If I misunderstood you let me know. I'm definitely a little slow when it comes to these things . And it is very frustrating considering how much money I spent on the set up and how much I've learned since that time that I've still been unable to solve the problem (though if Andy's solution makes sense then I just need to find a friend I trust who knows what he's doing to help since I will not try it myself with all my prized fish in the tank and nowhere else for them to go).

ferguson, that's not the issue but thanks for the suggestion. It's a gurgling noise and is definitely due to something prior to the water leaving the pipe and entering the sump. It goes into a column of water on the left (it is an AGA 3 Sump Model). I don't like the sump much but that's a separate matter altogether.

I do have a lid. And it actually increases the vibration noise of the pump. However, you are right that it decreases the other noises.

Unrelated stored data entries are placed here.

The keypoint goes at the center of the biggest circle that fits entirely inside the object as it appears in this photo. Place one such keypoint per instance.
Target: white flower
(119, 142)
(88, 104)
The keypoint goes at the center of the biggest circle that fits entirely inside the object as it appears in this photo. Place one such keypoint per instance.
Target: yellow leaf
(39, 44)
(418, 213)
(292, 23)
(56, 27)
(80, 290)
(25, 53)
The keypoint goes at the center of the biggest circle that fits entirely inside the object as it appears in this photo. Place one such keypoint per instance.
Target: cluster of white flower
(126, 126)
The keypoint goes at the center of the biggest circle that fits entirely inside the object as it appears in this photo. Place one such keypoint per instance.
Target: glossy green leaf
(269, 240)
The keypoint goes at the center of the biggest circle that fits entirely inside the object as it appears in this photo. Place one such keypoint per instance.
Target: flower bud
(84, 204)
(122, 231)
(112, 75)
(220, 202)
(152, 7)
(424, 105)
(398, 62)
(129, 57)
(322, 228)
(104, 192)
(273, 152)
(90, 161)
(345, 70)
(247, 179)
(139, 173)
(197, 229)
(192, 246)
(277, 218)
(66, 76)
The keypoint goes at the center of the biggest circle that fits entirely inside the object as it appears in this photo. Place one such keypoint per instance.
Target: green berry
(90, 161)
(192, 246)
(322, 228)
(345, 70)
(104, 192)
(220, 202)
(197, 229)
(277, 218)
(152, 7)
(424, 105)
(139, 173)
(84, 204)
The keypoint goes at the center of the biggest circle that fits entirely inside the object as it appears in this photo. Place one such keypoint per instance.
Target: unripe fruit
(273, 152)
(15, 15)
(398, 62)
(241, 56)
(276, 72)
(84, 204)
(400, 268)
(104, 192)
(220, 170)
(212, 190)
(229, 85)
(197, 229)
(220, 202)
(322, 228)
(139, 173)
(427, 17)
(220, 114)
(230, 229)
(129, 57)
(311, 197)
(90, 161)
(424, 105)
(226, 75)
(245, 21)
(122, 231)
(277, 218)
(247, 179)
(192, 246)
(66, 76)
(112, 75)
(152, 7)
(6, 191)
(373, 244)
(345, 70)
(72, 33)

Sadly this is not my first thread discussing the noise in my sump (many have tried to help) but hopefully for others there is information in the prior threads that helps. Do a search with my name and AGA and sump. That ought to turn up all the threads I've discussed this issue in, but not too many, if any, other threads.


----------



## Narwhal72 (Sep 26, 2006)

I am afraid the information you were given is still incorrect. A 1" hole will not accomodate a 1/2" bulkhead. You need a 1.125" hole for that size bulkhead. A 1.625" hole will not accomodate a 1" bulkhead. You need a 1.75" hole.

If your tank is indeed fitted with a 1" hole it was drilled not for a bulkhead but for a male thread to female thread connection sealed with a gasket on both sides. This would accomodate a 3/4" pipe fitting. It's an old way of doing things (before ABS bulkheads were widely available) and prone to leaks if disturbed. Dutch Aquarium Systems and Amiracle used to use that method for their seals. However they both used 1" drain lines.

If your drain is only 3/4" the information about changing diameters is correct. You can flow more water than you could if you ran an entirely 3/4" line but there is going to be noise. And a diameter that small is restrictive. I don't know of any professional that would use that small of a drain line unless it was for a very specific purpose.
Your installers information is probably based more on personal experience than any real data. Nothing wrong with that. When I was an installer I went with what worked best for me. However there are a lot of different factors besides hole size that affect flow. And some such as the vertical head pressure allowed to build up above the drain are more important.

Any way you can post a picture of your drain system again? Maybe with a closer view of the bulkhead? Also is your tank glass or acrylic? If it's acrylic you can just drill the hole larger or grind out the hole larger with a Dremel to accomodate a larger bulkhead.

Andy


----------



## cholile (Oct 28, 2007)

Tank is glass otherwise I certainly would have someone enlarge the hole. It sounds like the problem is as the installer described. The tank I bought was drilled with too small a hole. Wish there was something I could do.


----------



## brycerb (Dec 23, 2007)

If the hole size is killing your time with your fish, just get a hang on overflow box and block off the drilled hole.


----------



## cholile (Oct 28, 2007)

don't want to put any more money into filtration on this tank and I plan to upgrade to a 300G in the near future.


----------



## brycerb (Dec 23, 2007)

Well i think you will have to write this one off as a learning experiance and upgrade as soon as possible. :thumb:


----------